QOPI measures were developed to be practical and easily extractable from the medical record, and since the practices are not compensated for the data abstraction, time for abstraction should be minimized. However, just because an attribute is easily measured, doesn't mean a measurement is a valid indicator of quality. If applications beyond quality improvement are considered for QOPI, increased focus is needed for identifying the most salient measures of quality. If the measures are publicly reported, we run the risk of focusing on the reported attributes, to the exclusion of other perhaps more salient measures of quality (talking to patients, for instance). The fact that oncologists (particularly those in clinical practice) are driving the process should provide some measure of comfort to critics.
Furthermore, there is currently no audit similar to the clinical trial audit process of QOPI data abstraction, though an audit plan is being developed. Without an audit, there is an opportunity for bias and for mischief. Clearly both criticisms should be addressed before QOPI, or any other quality measurement system, is linked to reimbursement.

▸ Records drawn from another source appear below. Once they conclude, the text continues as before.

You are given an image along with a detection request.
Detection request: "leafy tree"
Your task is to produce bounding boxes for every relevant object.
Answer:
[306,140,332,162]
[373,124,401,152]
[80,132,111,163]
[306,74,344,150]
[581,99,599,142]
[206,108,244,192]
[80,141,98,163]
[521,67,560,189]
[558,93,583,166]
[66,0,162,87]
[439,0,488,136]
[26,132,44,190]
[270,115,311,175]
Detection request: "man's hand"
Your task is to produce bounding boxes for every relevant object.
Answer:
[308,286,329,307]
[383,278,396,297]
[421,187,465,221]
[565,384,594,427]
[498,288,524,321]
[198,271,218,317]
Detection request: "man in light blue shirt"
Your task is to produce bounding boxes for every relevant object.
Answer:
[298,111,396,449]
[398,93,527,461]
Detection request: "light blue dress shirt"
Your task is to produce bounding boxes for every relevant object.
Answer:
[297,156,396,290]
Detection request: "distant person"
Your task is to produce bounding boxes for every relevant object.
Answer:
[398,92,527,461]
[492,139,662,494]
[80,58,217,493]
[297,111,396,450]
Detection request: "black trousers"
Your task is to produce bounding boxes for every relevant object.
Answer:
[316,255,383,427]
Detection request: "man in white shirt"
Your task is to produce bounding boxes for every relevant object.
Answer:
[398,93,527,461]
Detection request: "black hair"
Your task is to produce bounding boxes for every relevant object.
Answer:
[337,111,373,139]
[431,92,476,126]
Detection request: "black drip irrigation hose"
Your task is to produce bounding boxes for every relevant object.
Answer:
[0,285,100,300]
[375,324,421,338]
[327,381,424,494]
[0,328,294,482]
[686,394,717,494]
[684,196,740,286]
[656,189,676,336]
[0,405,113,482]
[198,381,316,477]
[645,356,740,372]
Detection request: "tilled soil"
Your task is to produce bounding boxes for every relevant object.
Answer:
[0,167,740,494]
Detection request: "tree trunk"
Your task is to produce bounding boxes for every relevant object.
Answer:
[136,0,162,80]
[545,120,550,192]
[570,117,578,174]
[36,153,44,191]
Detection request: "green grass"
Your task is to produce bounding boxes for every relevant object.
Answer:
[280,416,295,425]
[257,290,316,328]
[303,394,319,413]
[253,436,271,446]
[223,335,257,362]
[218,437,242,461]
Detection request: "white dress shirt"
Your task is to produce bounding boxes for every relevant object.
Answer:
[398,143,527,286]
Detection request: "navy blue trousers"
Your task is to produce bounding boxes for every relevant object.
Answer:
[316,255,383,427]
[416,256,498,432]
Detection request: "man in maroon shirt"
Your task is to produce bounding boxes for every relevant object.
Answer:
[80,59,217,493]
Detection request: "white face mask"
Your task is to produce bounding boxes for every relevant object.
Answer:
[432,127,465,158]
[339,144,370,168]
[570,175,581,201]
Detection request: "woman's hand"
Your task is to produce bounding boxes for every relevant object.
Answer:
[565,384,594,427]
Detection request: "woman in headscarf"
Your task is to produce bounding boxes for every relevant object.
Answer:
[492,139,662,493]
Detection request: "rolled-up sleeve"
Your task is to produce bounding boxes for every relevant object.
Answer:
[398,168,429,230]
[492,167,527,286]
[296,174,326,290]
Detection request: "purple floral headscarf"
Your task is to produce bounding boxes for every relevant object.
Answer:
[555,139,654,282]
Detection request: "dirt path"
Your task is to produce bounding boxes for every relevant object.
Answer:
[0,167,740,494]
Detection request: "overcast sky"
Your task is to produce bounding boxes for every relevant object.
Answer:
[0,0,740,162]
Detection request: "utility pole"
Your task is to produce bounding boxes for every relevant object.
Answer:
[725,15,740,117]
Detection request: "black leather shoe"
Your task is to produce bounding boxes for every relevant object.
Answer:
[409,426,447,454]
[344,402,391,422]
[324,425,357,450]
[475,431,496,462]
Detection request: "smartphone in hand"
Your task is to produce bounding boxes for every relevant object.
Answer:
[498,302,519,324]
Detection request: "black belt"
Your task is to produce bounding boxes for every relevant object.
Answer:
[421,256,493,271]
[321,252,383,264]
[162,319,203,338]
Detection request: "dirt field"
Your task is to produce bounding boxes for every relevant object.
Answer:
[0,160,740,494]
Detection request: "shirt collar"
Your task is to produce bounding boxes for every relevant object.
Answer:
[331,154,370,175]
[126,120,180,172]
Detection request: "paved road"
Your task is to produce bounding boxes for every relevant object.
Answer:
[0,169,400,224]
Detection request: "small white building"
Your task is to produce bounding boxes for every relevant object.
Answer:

QOPI is a great start. It is oncologist-driven and adaptable; the measurement process is scalable and can be accomplished in private practices and in large cancer centers. By taking action, ASCO's leadership and QOPI's leadership have given oncologists a head start on defining our own measures of quality. Further refinements should add additional tumor types beyond breast cancer, colorectal cancer, and lymphoma; should implement an audit or certification process to assure that self-reported measures are valid; and should incorporate the electronic medical record to capture data (see Correspondence on page 262 of this issue). It is time to provide health care that is predictably safe and evidence-based. Take for example aviation, which transitioned from leadership by swaggering “Top Gun” test pilots (with their 25% mortality rate), to today's orderly system of quality measures, checklists, read-backs, and safety systems (which increase safety for both pilots and passengers; Wachter RM. JAMA 295:2780-2783, 2006). In this way, oncology systems, too, require artful virtuosos who love their work and render a great public service. We owe our patients this continuing transition.